Confira a programação da Semana da Democracia:

Dia 03

10h – 12h – Painel: Linguagens Artísticas e Pedagogia da Memória: Experiências.
Palestrantes:
Gaudêncio Fidélis (Diretor do Museu de Arte do Rio Grande do Sul, Brasil)
Maria José Bunster (Diretora de Exposições do Museo de La Memória, Chile)
Ramón Castillo Inostroza (Curador e Diretor da Faculdade de Artes da Universidad Diego Portales, Chile) 
Cristina Pozzobon (Artista Plástica do Rio Grande do Sul)

14h – 16h30 – Painel: Arquivos Orais e Testemunho.
Palestrantes:
Rejane Penna – Historiógrafa do Arquivo Histórico do RS. Doutora em História, coordenou pesquisas e publicou diversos trabalhos discutindo a utilização das fontes orais na construção histórica e na formação de acervos. É autora do livro “Fontes Orais e Historiografia: novas perspectivas ou falsos avanços”, pela Edipucrs.
Carla Rodeghero – Coordenadora do Núcleo de Pesquisa em História da Universidade Federal do Rio Grande do Sul. Pesquisadora dos temas ditadura, anistia, história oral e memória.

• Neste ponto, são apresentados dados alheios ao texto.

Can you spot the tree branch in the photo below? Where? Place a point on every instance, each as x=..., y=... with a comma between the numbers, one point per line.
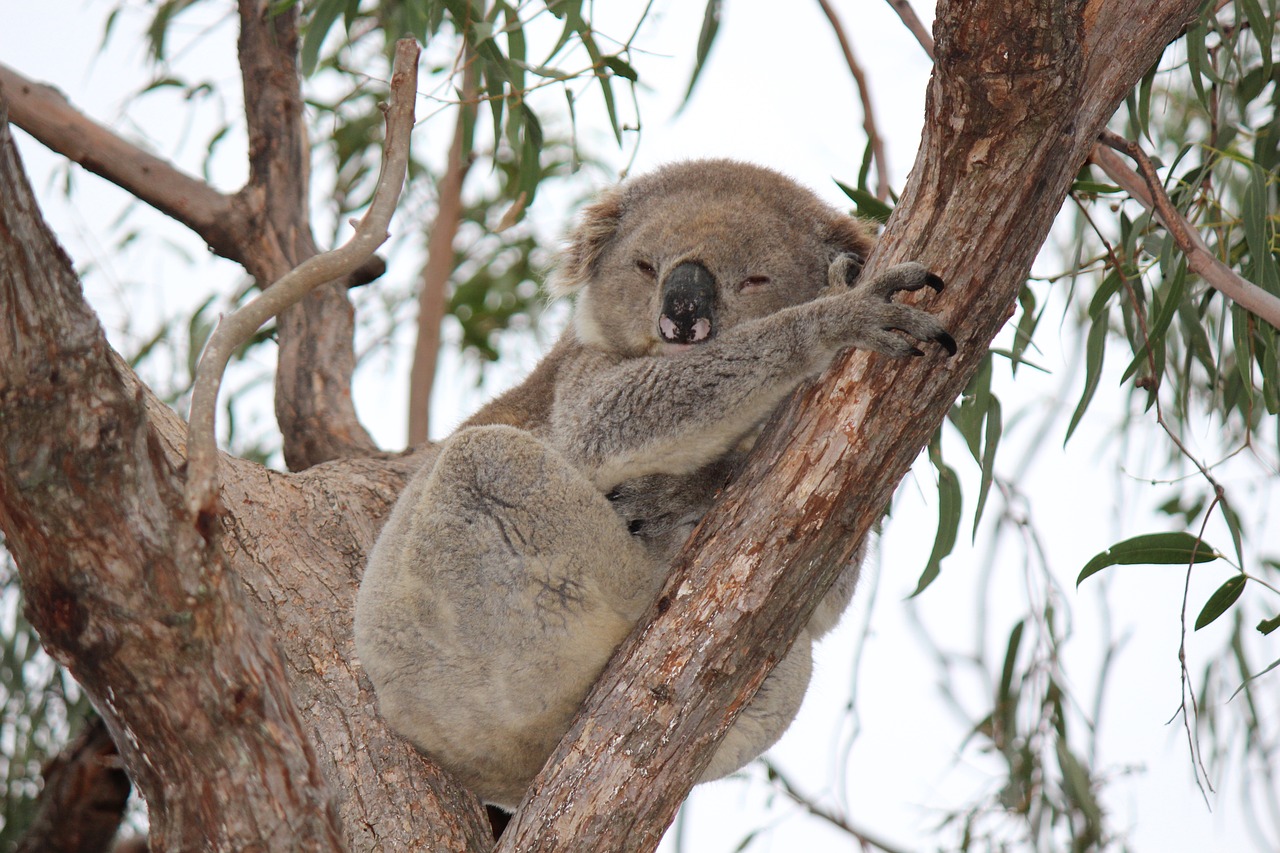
x=1010, y=118
x=240, y=327
x=1150, y=192
x=439, y=265
x=123, y=591
x=864, y=94
x=83, y=797
x=312, y=384
x=48, y=115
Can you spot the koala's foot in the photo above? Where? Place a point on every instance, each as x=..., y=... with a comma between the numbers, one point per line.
x=871, y=318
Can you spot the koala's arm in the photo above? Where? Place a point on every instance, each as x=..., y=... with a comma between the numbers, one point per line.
x=671, y=414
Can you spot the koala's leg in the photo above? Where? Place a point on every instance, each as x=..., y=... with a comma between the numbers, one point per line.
x=763, y=721
x=493, y=598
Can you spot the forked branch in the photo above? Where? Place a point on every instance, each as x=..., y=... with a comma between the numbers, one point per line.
x=1150, y=192
x=234, y=329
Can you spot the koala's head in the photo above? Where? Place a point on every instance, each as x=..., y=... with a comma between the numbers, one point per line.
x=673, y=258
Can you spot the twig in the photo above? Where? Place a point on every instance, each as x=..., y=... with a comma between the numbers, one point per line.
x=864, y=94
x=1148, y=191
x=908, y=14
x=238, y=327
x=840, y=822
x=439, y=265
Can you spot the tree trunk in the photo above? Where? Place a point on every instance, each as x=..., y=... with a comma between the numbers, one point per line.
x=1018, y=96
x=222, y=660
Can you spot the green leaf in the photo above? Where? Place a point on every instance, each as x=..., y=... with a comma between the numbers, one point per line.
x=705, y=37
x=995, y=428
x=1264, y=31
x=868, y=205
x=1220, y=601
x=1256, y=675
x=1152, y=548
x=1095, y=350
x=1095, y=188
x=949, y=518
x=621, y=68
x=1257, y=233
x=323, y=17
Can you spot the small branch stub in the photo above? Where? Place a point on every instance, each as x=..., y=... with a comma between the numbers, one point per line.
x=234, y=329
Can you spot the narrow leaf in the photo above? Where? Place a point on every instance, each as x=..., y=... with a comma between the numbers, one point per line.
x=868, y=205
x=705, y=37
x=1252, y=678
x=1220, y=601
x=949, y=519
x=1152, y=548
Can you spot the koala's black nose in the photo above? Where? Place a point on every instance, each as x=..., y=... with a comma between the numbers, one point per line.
x=688, y=305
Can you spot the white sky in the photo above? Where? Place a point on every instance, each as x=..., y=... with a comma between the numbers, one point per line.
x=776, y=91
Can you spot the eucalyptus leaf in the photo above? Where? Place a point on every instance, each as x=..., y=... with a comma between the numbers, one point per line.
x=1152, y=548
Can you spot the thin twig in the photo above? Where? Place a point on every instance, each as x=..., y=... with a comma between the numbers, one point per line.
x=818, y=811
x=238, y=327
x=908, y=14
x=439, y=264
x=1148, y=191
x=864, y=94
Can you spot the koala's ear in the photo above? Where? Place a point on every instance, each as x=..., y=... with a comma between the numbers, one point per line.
x=576, y=261
x=850, y=236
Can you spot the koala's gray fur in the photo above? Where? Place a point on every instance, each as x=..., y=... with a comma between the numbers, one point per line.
x=525, y=551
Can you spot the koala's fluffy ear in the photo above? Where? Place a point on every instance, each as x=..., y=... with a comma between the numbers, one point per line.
x=576, y=261
x=850, y=236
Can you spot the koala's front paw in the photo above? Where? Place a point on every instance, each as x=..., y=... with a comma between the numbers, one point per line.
x=872, y=318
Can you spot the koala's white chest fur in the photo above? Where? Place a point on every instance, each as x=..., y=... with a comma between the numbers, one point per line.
x=530, y=543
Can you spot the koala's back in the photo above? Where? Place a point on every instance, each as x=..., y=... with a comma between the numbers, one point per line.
x=528, y=548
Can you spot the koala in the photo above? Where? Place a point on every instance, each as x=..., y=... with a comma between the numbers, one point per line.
x=528, y=547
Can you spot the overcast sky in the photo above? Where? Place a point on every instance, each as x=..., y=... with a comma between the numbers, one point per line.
x=776, y=91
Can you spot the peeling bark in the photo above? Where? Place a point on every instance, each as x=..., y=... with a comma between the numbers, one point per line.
x=133, y=601
x=1018, y=96
x=223, y=662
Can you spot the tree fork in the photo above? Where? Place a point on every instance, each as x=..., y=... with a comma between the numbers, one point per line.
x=1016, y=99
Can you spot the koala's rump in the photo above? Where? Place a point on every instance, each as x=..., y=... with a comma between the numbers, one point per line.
x=492, y=602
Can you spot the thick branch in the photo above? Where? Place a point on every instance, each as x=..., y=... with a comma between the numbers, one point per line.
x=123, y=591
x=240, y=327
x=83, y=797
x=1150, y=192
x=1009, y=122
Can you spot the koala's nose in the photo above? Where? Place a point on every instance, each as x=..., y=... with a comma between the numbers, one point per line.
x=688, y=305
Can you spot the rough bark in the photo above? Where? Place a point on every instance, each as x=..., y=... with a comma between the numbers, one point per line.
x=132, y=600
x=312, y=383
x=224, y=665
x=1015, y=103
x=215, y=714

18h30 – 20h – Painel: Os Marcos Internacionais da Reparação de Violações de Direitos Humanos.
Palestrantes:
Baltasar Garzón – Jurista espanhol. Responsável pela prisão do ditador Augusto Pinochet na Inglaterra. Atualmente é assessor do Tribunal Penal de Haia.
Mediadora: Juçara Dutra, Secretária de Justiça e Direitos Humanos do RS

Dias 04 a 05 de abril

Diálogos - ¨Do golpe a redemocratização: caminhos do Brasil¨.
Local: Arena montada no Memorial do Rio Grande do Sul/ Museu dos Direitos Humanos do Mercosul, Praça da Alfândega.

Dia 04

10h – 12h – Painel: De Jango ao Golpe.
Palestrantes:
Christopher Goulart – Neto do Presidente João Goulart
Juremir Machado da Silva – Jornalista, cronista e professor da Faculdade de Comunicação da Pontifícia Universidade Católica do RS.
Maria Celina D’Araújo – Professora de História da Pontifícia Universidade Católica do RJ.
Nadine Borges – Comissão da Verdade RJ. Advogada e Professora na Universidade Federal Fluminense, atualmente faz parte da Comissão Nacional da Verdade. Foi coordenadora da Comissão Especial sobre Mortos e Desaparecidos Políticos (CEMDP).
Pedro Simon – Senador da República e Ex-Governador do Estado do Rio Grande do Sul.
Mediadora: Mecedes Cànepa – Professora Doutora de Ciência Política da UFRGS e Conselheira do Cdes-RS.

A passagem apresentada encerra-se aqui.